On the mezzanine and platform, there is both more space and a feeling of greater spaciousness. Both levels required major excavation work to make room for an elevator that would enable the station to comply with the Americans With Disabilities Act.
Columns that normally would have been placed close to the edge of the platform have been pulled in toward its center with no loss of structural stability. This small but significant feature carves out a column-free space so people in wheelchairs don’t have to maneuver along the platform’s edge.
Conduits have been removed from the platform’s vaulted ceiling, freeing it from visual clutter.
Another major reason the stop seems commodious is that its interior has been treated as a series of rooms that celebrate the act of going from point A to point B.
This approach shaped a bowing arch that forms a handsome gateway between the mezzanine and the platform. And it can be seen at each end of the platform, where concave walls create spaces reminiscent of an apse (a semicircular recess at the end of a church) featuring the skyline silhouette. Welcome, they almost seem to say, to the shrine of public transportation.
In general, this station’s graphics are crisp and clear. Some feature letters spelling out “Roosevelt” in a typeface following the Deco theme and stylishly departing from the modern, CTA standard. Glassed-in cabinets on the mezzanine will allow notices to be posted in a single spot, preventing visual clutter there.
The lighting also is well-handled, particularly on the platform. There, a band of bright fluorescent lights replaces the CTA’s old, dim bulbs, providing a continuous visual exclamation point for the red columns.
Not perfect
Still, there is room for improvement.
Future platforms could have brightly lit zones where passengers gather in off-peak hours–in effect, creating intimate rooms within the big room where people wait for trains. And the CTA could loosen its rigid standards for attendant stations and other features–all are now harsh, steel-clad forms at odds with the decorative quality of the new prototype.

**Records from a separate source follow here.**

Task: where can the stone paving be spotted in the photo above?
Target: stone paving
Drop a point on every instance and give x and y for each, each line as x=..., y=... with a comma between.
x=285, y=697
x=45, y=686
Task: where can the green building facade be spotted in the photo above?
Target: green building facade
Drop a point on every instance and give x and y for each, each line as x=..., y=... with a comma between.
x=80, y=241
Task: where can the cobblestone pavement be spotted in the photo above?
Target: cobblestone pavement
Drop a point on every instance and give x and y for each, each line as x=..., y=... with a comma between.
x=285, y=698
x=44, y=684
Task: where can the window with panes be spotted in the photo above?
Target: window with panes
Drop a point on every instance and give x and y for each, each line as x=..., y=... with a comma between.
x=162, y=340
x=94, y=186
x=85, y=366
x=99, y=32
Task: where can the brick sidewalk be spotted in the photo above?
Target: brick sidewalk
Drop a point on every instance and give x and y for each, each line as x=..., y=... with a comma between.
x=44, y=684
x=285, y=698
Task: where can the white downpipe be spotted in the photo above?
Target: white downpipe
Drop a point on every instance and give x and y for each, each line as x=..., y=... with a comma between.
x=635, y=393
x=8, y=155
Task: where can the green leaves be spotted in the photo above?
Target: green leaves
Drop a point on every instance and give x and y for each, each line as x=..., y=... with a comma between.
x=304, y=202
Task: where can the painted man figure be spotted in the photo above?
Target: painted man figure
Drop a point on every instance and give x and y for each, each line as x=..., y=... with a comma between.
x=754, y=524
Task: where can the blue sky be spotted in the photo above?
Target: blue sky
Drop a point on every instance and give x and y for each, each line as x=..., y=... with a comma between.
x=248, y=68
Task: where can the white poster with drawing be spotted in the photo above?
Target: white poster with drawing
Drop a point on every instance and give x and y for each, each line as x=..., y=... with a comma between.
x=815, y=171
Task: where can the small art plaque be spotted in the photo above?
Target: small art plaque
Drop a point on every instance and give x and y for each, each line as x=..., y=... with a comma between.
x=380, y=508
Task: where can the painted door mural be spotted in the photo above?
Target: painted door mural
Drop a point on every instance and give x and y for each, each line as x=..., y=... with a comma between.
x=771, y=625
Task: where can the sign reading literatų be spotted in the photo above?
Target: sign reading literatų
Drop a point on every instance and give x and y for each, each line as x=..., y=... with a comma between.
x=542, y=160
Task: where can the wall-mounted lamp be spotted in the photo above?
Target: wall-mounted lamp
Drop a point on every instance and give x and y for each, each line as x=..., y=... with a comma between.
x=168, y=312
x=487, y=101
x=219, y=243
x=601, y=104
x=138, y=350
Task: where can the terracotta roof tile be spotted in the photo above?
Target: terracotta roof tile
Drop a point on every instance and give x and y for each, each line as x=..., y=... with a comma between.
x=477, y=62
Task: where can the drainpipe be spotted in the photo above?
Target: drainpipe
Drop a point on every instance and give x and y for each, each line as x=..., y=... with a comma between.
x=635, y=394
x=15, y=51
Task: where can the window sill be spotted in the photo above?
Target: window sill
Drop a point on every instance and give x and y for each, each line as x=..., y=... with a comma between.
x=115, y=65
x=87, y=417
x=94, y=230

But what is remarkable about this design is the way it manages to bring a tinge of glamorous romanticism to the low-rent modernism of the CTA. The design is a distant cousin of, but still part of the same aesthetic family as, the historic lightposts and subway canopies of the new State Street. And while it may take some doing to bring those two into harmony, something more important has transpired.

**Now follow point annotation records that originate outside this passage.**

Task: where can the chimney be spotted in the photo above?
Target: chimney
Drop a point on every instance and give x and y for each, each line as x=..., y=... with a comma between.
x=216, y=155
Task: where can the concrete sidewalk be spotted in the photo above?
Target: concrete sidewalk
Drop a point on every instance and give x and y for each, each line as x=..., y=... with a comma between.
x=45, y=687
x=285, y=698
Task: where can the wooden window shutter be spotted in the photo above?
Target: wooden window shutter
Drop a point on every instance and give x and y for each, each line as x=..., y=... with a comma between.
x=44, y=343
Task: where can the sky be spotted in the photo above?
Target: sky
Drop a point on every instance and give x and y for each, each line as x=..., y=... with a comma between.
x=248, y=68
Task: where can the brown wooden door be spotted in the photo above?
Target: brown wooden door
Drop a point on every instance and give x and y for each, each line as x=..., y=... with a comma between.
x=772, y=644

The underground has been elevated; a CTA station no longer seems like a holding pen.
Now, if they could just redo those cattle cars.
ALONG THE SAME LINE
The renovated Roosevelt Road subway station is a design proto-type for five other Chicago Transit Authority stops along the State Street (Red) Line as well as the continuous platform serving the Washington, Monroe and Jackson Street subway stations.

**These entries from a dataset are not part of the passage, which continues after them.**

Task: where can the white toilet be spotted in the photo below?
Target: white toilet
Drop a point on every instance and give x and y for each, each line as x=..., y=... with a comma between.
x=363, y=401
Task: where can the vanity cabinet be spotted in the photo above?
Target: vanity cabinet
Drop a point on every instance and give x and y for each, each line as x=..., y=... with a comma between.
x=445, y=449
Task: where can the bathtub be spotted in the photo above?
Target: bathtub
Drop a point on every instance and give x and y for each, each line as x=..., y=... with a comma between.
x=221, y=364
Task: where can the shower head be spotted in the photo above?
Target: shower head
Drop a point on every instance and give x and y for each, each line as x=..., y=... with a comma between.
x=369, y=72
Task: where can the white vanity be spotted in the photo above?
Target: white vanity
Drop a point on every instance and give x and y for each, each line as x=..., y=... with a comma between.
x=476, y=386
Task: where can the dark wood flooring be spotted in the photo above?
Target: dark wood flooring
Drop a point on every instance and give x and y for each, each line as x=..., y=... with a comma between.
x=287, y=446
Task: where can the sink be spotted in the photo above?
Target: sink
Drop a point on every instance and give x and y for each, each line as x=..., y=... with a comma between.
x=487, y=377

To be paid for by a combination of federal, state and city funds, all the work would cost a total of almost $97 million. Two of the stops are under construction, while the rest are being designed or are partly funded.
The NAMES OF THE PROJECTS, their estimated costs and opening dates are:
– ROOSEVELT/STATE; $9.7 million; open.
– RANDOLPH/WASHINGTON (under construction); $13.5 million; May 1997.
– JACKSON/VAN BUREN (under construction); $12 million; November 1997.
– GRAND/STATE; $15 million; November 1998.
– CHICAGO/STATE; $16.6 million; April 1999.
– CLARK/DIVISION; $15 million; April 1999.
– CONTINUOUS PLATFORM; $15 million; April 1999.